@KingRandomGuy

KingRandomGuy@lemmy.world · edit-2 4 days ago

What info have you heard about Fenghua 3? I’d last read that it’s not strictly an AI accelerator but can actually do graphics tasks, which is neat. Would make it more of a competitor to a professional workstation card like an RTX PRO 6000.

I’m most curious about their CUDA compatibility claim. I would expect that to cause a pretty significant performance hit since when writing high-performance CUDA kernels, you generally need to specialize the kernel to the individual GPU (an H100 kernel will look quite different compared to a 4090 kernel, for example). But if in spite of that it can achieve H100 performance, that’d be cool.

KingRandomGuy@lemmy.world · 3 months ago

I’ll need to give this a read, but I’m not super sure what’s novel here. The core idea sounds a lot like GaussianImage (ECCV '24), in which they basically perform 3DGS except with 2D gaussians to fit an image with fewer parameters than implicit neural methods. Thanks for the breakdown!

KingRandomGuy@lemmy.world · 6 months ago

Yeah, you can certainly get it to reproduce some pieces (or fragments) of work exactly but definitely not everything. Even a frontier LLM’s weights are far too small to fully memorize most of their training data.

KingRandomGuy@lemmy.world · 7 months ago

Some apps only require ‘basic’ play integrity verification, but now check to see if they’re installed via the Play Store. They refuse to run if they’re installed via an alternative source.

This has been a problem for GrapheneOS, since some apps filter themselves out of the Play Store search if you don’t pass strong play integrity, despite the fact that they don’t require it. Luckily Graphene now had a bypass for this.

KingRandomGuy@lemmy.world · 7 months ago

Yep, since this is using Gaussian Splatting you’ll need multiple camera views and an initial point cloud. You get both for free from video via COLMAP.

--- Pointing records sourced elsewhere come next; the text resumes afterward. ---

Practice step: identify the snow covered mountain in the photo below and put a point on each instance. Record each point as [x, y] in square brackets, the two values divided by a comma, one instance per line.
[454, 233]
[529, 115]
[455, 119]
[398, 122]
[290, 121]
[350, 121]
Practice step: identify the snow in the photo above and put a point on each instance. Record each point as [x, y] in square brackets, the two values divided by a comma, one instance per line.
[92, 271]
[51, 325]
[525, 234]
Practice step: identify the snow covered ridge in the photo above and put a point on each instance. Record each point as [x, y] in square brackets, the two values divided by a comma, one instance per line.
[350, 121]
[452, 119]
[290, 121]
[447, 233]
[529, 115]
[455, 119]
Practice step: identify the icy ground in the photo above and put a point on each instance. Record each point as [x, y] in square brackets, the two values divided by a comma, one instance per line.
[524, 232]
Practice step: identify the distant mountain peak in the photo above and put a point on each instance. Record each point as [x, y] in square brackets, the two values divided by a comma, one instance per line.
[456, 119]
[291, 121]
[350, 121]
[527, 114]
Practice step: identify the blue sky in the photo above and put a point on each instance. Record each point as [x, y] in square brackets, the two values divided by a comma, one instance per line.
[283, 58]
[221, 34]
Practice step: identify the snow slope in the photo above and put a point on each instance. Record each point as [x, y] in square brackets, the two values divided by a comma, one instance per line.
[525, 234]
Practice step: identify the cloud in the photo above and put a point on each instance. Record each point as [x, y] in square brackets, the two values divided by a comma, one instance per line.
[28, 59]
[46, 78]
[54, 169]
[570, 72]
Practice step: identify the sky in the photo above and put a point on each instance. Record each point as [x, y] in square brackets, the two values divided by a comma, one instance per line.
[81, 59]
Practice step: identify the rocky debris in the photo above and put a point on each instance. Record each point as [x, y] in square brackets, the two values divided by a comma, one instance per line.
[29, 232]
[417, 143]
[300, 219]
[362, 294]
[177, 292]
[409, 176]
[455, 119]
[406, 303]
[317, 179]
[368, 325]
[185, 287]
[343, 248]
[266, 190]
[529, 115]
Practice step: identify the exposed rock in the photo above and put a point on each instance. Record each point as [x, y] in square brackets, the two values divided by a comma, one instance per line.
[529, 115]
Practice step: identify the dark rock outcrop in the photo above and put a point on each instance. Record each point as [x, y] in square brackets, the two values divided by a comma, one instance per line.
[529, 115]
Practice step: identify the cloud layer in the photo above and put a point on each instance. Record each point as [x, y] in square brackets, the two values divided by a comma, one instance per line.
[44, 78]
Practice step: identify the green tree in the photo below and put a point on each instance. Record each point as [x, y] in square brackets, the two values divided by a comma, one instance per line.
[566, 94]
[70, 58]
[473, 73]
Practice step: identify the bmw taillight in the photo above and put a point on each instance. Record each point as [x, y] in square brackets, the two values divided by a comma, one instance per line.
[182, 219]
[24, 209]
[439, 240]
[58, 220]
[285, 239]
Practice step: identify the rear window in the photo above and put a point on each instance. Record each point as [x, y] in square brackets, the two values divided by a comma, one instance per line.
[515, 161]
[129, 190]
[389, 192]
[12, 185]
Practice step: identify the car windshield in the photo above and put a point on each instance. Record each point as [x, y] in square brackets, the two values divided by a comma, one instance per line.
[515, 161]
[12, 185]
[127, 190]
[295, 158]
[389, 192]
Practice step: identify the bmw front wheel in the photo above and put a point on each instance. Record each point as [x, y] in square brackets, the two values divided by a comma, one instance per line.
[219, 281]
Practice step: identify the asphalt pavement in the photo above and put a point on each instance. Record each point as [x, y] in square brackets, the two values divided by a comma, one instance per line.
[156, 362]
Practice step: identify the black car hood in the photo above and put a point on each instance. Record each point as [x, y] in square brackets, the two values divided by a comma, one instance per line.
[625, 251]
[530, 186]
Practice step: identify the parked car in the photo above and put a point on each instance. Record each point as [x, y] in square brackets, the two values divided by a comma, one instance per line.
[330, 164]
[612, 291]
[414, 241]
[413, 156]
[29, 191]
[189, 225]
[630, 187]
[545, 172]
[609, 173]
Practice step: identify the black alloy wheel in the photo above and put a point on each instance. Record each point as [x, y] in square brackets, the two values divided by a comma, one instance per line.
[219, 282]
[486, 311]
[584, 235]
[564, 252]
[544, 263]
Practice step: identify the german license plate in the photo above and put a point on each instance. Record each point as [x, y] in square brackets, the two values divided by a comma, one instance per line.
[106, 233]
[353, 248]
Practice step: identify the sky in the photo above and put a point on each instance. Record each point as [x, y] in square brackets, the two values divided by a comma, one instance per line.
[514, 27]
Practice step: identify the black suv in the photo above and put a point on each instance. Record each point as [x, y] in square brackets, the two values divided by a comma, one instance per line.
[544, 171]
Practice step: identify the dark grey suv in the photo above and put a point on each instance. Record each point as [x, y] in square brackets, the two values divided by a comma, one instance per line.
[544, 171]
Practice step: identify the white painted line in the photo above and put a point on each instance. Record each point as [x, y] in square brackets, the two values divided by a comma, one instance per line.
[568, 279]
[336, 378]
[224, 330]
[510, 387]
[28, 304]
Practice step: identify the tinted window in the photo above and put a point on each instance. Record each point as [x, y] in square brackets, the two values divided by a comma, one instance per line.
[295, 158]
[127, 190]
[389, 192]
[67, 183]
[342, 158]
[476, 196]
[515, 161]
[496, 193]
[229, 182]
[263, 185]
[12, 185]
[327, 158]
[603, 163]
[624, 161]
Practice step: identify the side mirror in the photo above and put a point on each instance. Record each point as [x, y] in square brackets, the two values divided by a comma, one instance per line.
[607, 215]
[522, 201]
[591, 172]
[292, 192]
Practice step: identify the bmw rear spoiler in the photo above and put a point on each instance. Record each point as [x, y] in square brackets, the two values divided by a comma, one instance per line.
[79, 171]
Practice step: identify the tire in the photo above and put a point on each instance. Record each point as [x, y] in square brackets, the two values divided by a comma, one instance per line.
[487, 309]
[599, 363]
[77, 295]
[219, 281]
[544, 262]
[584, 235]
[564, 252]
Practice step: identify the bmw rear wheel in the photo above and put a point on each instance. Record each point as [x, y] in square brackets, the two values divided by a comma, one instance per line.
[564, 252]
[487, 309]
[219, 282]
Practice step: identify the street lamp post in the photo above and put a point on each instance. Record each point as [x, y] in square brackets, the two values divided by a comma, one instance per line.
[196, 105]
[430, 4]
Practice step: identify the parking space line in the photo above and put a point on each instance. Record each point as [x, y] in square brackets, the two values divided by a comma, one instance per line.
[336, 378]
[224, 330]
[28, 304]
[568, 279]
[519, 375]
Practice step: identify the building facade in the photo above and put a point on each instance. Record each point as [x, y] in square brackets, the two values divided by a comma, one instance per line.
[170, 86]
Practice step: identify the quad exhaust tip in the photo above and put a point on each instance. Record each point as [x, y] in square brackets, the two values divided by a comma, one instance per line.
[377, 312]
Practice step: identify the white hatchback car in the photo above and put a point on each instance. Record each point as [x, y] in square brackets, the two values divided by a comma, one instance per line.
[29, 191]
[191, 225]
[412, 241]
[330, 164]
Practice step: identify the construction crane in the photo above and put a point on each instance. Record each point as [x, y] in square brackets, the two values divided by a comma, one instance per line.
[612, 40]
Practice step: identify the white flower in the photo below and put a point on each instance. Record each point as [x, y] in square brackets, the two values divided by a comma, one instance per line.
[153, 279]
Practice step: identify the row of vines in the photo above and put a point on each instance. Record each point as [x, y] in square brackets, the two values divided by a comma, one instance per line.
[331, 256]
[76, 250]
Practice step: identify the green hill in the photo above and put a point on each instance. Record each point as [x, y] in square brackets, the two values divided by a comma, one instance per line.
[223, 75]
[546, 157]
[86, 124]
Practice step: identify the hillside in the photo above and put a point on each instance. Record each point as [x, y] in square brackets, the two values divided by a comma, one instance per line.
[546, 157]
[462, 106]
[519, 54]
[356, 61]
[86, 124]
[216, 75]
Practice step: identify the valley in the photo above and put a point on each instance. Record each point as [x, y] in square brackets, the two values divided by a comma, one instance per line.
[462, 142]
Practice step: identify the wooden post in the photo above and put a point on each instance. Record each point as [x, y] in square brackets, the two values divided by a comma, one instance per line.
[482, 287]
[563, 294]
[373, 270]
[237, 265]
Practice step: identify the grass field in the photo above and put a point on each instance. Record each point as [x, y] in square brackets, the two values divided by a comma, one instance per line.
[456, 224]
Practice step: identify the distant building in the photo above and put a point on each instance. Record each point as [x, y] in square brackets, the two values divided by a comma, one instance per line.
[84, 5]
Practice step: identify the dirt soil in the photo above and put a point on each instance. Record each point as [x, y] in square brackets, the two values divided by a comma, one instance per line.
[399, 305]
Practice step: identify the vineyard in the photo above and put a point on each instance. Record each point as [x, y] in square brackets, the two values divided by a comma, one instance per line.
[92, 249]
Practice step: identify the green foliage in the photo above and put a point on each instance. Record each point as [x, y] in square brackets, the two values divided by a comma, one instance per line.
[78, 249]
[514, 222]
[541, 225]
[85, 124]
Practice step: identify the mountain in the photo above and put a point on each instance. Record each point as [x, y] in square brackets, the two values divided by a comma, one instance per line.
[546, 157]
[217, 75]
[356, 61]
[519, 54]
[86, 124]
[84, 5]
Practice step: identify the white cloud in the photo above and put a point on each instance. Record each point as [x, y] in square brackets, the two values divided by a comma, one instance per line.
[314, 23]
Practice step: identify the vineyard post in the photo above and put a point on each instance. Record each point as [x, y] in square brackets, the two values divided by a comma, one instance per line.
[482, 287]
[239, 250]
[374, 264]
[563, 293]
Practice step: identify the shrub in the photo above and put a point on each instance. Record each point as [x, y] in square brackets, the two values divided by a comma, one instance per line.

KingRandomGuy@lemmy.world · 8 months ago

The general framework for evolutionary methods/genetic algorithms is indeed old but it’s extremely broad. What matters is how you actually mutate the algorithm being run given feedback. In this case, they’re using the same framework as genetic algorithms (iteratively building up solutions by repeatedly modifying an existing attempt after receiving feedback) but they use an LLM for two things:

Overall better sampling (the LLM has better heuristics for figuring out what to fix compared to handwritten techniques), meaning higher efficiency at finding a working solution.
“Open set” mutations: you don’t need to pre-define what changes can be made to the solution. The LLM can generate arbitrary mutations instead. In particular, AlphaEvolve can modify entire codebases as mutations, whereas prior work only modified single functions.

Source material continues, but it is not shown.